House of the Year 2016 – Another Dungeness ‘Shack’ Shortlisted

//House of the Year 2016 – Another Dungeness ‘Shack’ Shortlisted

House of the Year 2016 – Another Dungeness ‘Shack’ Shortlisted

Dungeness new build house ‘North VAT’ has been shortlisted for the Channel Four ‘Grand Designs’ RIBA (Royal Institute of British Architects) ‘House of the Year 2016’. THURSDAYS 9pm to 10pm and repeated at other times!

The following is an article from the RIBA (apologies for not obtaining permission)

ARCHITECT: Rodic Davidson Architects CLIENT: private

AWARDS WON: riba SOUTH EAST award 2016

This house is the latest in a series of new homes at Dungeness. The trend for inhabiting the beach was set by Derek Jarman with his garden at Prospect Cottage, and since then architects have take inspiration from the open, often bleak, beach to design new occasional homes. This house, by Rodic Davidson Architects, is one of the best in the collection.

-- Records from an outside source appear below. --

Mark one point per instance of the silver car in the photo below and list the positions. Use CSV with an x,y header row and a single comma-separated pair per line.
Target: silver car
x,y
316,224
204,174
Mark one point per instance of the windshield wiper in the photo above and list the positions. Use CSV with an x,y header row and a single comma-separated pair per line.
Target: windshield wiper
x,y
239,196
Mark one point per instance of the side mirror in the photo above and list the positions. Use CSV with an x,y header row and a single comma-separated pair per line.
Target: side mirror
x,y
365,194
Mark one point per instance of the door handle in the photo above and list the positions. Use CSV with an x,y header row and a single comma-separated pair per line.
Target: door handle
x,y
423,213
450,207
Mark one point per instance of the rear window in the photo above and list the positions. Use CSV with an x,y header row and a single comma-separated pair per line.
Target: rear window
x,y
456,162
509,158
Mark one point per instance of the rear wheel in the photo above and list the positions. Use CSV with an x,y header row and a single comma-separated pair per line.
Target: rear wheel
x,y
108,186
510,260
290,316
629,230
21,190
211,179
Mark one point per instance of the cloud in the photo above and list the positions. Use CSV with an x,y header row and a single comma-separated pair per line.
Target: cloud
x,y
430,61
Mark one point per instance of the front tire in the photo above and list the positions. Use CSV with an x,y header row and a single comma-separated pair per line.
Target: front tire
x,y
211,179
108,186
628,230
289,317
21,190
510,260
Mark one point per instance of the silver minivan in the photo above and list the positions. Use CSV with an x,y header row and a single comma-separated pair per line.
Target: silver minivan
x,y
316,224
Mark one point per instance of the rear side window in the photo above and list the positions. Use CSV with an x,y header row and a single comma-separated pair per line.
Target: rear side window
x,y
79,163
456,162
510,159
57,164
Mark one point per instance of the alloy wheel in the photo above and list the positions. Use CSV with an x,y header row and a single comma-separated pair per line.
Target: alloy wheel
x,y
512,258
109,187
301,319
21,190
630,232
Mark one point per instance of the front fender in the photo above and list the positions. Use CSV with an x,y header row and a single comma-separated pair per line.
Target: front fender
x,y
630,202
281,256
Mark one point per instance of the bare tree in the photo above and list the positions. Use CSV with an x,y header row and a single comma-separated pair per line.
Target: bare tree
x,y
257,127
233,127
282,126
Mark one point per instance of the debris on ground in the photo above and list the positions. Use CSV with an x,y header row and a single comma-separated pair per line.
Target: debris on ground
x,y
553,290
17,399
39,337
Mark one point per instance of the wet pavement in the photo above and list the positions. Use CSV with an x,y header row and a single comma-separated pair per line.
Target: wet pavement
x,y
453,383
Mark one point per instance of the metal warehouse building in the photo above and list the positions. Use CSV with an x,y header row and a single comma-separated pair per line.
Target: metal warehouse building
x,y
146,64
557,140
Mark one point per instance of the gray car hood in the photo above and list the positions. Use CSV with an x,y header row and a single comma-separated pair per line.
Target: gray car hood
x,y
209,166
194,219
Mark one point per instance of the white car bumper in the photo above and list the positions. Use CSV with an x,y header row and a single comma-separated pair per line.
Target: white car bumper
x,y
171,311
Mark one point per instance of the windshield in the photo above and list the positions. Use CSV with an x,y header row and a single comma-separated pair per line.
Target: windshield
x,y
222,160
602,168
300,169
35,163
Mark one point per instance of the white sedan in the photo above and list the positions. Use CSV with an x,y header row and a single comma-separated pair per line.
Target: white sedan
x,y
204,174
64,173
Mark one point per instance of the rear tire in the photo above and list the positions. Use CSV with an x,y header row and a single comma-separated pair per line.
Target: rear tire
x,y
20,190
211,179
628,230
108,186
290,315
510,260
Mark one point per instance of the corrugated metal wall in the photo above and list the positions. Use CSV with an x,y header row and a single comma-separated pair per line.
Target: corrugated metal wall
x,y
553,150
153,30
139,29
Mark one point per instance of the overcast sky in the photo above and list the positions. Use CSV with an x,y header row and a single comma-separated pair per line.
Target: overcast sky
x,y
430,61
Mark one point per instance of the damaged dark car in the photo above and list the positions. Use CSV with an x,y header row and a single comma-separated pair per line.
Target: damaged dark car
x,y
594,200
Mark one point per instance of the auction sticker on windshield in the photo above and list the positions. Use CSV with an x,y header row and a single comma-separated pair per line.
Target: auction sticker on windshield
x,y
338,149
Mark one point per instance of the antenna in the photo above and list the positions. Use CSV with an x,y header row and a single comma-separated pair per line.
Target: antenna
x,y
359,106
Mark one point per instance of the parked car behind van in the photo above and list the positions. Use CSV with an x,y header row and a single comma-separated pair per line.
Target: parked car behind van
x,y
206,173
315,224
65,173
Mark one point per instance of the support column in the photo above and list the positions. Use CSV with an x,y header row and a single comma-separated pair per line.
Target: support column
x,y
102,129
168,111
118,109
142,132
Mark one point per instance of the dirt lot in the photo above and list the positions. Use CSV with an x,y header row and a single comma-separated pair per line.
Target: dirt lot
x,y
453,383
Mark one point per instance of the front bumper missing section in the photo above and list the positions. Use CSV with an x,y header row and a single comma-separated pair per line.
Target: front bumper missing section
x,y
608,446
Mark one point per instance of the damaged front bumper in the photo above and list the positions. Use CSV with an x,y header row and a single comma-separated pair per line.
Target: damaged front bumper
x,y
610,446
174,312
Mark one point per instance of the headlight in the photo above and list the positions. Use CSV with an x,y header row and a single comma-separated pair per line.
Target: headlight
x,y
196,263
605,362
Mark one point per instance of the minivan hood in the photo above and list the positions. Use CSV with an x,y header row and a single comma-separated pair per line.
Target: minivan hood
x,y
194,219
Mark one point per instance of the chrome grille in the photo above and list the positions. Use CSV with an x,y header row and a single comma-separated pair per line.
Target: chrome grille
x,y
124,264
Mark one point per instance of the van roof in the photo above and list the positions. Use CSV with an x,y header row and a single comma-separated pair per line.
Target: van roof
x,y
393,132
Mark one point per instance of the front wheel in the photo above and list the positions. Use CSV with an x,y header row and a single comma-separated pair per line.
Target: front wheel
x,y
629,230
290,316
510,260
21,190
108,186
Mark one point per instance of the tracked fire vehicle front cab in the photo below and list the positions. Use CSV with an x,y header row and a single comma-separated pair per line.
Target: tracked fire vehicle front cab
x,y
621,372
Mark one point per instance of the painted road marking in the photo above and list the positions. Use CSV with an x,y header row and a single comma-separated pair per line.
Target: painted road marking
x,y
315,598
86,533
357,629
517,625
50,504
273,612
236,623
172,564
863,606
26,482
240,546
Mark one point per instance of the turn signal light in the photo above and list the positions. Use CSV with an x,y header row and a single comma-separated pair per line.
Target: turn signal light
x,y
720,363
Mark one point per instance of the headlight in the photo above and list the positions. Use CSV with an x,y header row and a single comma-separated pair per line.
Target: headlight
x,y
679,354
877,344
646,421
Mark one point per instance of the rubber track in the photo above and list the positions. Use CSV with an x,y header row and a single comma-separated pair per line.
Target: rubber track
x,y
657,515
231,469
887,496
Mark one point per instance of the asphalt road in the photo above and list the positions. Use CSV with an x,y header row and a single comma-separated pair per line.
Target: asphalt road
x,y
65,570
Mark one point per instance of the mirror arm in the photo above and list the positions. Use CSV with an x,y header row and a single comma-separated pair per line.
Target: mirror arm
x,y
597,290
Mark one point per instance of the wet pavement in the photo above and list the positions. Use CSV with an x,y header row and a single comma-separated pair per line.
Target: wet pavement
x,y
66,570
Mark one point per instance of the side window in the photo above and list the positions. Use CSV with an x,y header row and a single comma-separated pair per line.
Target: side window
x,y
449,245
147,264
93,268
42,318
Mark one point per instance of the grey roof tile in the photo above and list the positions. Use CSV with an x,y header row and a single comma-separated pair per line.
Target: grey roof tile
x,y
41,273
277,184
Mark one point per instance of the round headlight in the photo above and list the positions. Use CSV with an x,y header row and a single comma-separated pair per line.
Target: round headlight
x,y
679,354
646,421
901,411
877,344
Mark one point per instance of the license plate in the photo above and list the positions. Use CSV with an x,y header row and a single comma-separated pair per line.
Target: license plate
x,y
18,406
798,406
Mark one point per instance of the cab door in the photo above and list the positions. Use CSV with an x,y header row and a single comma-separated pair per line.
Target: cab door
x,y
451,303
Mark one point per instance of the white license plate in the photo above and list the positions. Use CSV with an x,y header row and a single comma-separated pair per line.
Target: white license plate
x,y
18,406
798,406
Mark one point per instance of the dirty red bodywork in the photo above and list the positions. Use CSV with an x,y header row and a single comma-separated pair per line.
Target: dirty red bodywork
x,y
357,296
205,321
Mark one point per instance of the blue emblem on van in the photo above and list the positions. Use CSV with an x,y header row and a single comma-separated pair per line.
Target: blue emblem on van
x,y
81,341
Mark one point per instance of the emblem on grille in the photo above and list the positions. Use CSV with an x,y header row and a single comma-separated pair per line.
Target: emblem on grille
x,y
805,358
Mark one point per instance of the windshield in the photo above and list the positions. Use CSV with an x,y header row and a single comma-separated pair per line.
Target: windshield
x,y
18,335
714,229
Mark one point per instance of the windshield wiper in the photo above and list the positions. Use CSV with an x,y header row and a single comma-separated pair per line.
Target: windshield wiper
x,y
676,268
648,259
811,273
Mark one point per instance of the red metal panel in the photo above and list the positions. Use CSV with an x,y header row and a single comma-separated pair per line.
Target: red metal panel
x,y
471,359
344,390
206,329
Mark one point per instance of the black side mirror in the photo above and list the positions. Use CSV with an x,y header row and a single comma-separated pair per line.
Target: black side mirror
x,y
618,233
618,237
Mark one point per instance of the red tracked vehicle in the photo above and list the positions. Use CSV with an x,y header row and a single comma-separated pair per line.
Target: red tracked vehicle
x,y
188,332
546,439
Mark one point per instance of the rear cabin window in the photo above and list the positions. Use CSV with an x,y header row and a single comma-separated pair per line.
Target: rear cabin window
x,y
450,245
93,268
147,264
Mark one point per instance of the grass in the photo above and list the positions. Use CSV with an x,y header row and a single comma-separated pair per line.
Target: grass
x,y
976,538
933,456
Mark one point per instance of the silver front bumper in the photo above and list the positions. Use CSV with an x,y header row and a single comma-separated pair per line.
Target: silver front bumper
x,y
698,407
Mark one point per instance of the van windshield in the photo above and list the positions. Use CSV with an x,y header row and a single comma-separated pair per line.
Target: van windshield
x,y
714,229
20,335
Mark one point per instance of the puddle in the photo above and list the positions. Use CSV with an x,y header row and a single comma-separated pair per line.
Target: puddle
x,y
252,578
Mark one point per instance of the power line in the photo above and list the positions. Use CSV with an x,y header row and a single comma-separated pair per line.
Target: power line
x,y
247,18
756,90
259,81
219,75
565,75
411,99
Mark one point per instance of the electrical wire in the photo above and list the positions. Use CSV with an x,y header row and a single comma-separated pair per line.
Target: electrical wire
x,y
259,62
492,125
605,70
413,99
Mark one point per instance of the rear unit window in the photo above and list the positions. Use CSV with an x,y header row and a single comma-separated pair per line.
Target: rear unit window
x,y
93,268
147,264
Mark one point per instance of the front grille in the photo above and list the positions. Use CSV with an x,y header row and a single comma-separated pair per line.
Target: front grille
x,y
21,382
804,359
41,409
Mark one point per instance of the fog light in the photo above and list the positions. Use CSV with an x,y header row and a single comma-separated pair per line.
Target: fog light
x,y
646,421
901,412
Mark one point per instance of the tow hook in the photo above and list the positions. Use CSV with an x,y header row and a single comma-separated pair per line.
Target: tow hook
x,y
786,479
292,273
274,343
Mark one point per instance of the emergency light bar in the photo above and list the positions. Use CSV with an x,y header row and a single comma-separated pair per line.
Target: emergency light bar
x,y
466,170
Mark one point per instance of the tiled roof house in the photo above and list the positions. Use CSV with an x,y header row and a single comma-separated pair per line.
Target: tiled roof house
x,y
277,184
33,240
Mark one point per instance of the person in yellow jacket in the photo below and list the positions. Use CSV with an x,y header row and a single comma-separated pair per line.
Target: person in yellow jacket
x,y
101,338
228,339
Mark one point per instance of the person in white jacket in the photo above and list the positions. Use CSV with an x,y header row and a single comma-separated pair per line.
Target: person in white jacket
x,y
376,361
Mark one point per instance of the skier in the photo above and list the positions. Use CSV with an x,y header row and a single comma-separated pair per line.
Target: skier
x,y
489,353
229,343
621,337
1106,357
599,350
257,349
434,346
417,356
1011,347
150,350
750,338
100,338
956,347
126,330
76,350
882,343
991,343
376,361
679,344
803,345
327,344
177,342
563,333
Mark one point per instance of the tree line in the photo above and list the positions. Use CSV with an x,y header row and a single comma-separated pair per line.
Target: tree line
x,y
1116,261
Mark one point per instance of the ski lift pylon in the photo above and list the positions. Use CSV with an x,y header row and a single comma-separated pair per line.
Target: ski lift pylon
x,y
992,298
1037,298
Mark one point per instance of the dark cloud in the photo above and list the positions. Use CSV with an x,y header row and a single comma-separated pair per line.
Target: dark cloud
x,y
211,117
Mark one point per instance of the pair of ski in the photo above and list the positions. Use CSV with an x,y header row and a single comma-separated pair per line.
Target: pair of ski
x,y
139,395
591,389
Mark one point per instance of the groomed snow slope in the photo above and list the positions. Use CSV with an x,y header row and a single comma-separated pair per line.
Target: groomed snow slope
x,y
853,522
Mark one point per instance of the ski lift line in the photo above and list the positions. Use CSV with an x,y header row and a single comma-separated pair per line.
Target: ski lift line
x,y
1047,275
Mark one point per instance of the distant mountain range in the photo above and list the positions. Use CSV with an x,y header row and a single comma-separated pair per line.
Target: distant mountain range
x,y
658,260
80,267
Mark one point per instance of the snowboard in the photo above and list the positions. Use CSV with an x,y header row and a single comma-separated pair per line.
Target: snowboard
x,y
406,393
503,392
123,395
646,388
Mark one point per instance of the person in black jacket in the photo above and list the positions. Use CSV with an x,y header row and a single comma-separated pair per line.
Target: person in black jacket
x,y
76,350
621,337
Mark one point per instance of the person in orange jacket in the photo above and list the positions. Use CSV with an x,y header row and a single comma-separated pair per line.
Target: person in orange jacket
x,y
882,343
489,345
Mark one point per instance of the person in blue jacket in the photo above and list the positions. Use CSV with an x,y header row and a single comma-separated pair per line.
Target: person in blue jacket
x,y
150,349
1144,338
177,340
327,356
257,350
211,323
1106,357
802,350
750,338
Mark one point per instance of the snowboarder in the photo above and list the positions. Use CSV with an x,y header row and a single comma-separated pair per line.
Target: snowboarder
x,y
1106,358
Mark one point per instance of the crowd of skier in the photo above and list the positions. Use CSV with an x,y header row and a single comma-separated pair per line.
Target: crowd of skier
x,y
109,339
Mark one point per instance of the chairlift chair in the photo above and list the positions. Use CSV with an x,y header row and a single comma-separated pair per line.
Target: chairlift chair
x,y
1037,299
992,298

The architects had previously worked with the clients on the refurbishment of their London home. Here the brief was to create a single living environment, allowing for entertainment, enjoyment and art. This was to be a calm and simple space where everyday activities could co-exist and all aspects of the surrounding landscape could be observed. There was no question about replacing the existing fisherman’s cottage and the form was conceived as a ‘cluster’ of small shed-like structures, referential to the local vernacular of pitched roof huts scattered along the beach front. The plan form of the proposed cluster was derived from the locations of the existing cottage and sheds, minimally adjusted to provide a simple living layout whilst maintaining a low impact on the ground ecology and sustaining the sense of randomness that was found in the original buildings.

The resulting house alludes to these familiar influences and even mimics some recent nearby homes (some of which are award winners themselves), but does so in a manner which is arguably truer to the original precedent of dark stained beach hut or ‘net shop’. The jury was persuaded by the ambiguity of ‘one home’ versus ‘a cluster of sheds’ approach, and won over by the intimate relationship between designers and client which has resulted in a finely-judged balance of high architecture and comfortable beach living.

Despite the temptation to celebrate the panorama of the vast beach and seascape, views are framed judiciously like pictures at seating- and standing-height, providing a sequence of selected connections to the outside. Only in the circulation spaces between the ‘sheds’ is that connection seamless, with frameless glass taking one within millimetres’ distance of the frequently harsh external elements. As the architects suggest, ‘walking in and out of the rooms feels like walking in and out of the landscape’.

Each Dungeness black box has to be measured on its own merits, but this particular synthesis of client aspiration, site character, and thoughtful detailing left this year’s jury feeling very comfortable with its decision.



By |2018-11-02T05:00:20+00:00December 12th, 2016|Local Issues|0 Comments

About the Author:

Born in Ashford a long time ago I have had a lifelong relationship with Dungeness having spent every year here for a fortnights holiday up to the age of 15. In those good old days there was no electricity and hence no radio, no running water and no adequate sewage solutions. Nothing to do other than enjoy the vast expanse of the Ness and all it offered for the young children of that era. Out after breakfast and back before nightfall. There were lakes to swim in. Same lakes to boat on (well large logs). A derelict school in which to play.(Add pic on school roof) Gun emplacements, underground shelters. Sheer bliss. That all ended at 16 when I joined the RAF, finally purchasing a shack – as indeed it was then – in 1971 for the princely sum of £750.00. Only 15 years prior to that we could not afford the £250.00 asking price for what was then known as ‘Windwhistle’, the former Queen Victoria’s Pullman carriage. Still there today but concealed behind painted shiplap. Leaving the mob I travelled, retuning ‘home’ as oft I could, and realistically, only becoming a permanent fixture since 1977. In those days there was a vibrant community here with annual gatherings for the Mayday festival – spit roast and all and open days at the Lifeboat station – with bosuns chairs, zip wires to keep the kids happy. I think Health and Safety put paid to that and other activities, as did the moving away of many locals. The result of which , today there are probably less than 40 persons residing here permanently, in probably less than 20 out of the 80 shacks still here. (I have been told not to use the word ‘shacks’ as now at £3000,00.00 plus they are desirable bungalows in a well sought after locale. So ‘Shacks’ they are! End.